Towards data management
The partnership with Wärtsilä started in 2004 and developed quickly from the very beginning. After only one year, CPI-ENG had already dedicated 12 individuals to the ship engine manufacturer. “Today, half of our designers work for Wärtsilä, and we manage all their engines with NX, from design to modifications, including all upgrades, across five product families,” says Bracich.
A few months ago, CPI-ENG implemented product and manufacturing information (PMI), a comprehensive 3D annotation environment of NX that enables the design team to capture and associate component manufacturing requirements directly with the 3D model. “Through our subsidiary in Moldova, we have acquired a German customer who was looking for a partner to carry out a project in English and Russian,” Bracich says. “This company, another manufacturer of engines, expressly asked to use NX and to develop the entire job with PMI.”

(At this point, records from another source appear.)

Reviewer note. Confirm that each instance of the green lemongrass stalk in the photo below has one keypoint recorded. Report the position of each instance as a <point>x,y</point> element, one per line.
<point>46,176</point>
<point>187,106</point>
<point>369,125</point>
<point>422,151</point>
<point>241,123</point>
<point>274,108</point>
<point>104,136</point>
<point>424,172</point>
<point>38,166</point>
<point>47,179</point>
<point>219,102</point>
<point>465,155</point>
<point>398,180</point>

PMI is a tool for 3D model documentation that enables designers to associate all dimensions with a 3D component, so that they can be easily transferred automatically to 2D drawings downstream. “Using the PMI method, it takes five minutes to generate a drawing instead of two hours,” Bracich says. “The benefits are tangible. The 3D model virtually incorporates all 2D information. A senior designer can develop a 3D model with preset values and then transfer it to a junior engineer with all the necessary constraints and annotations.”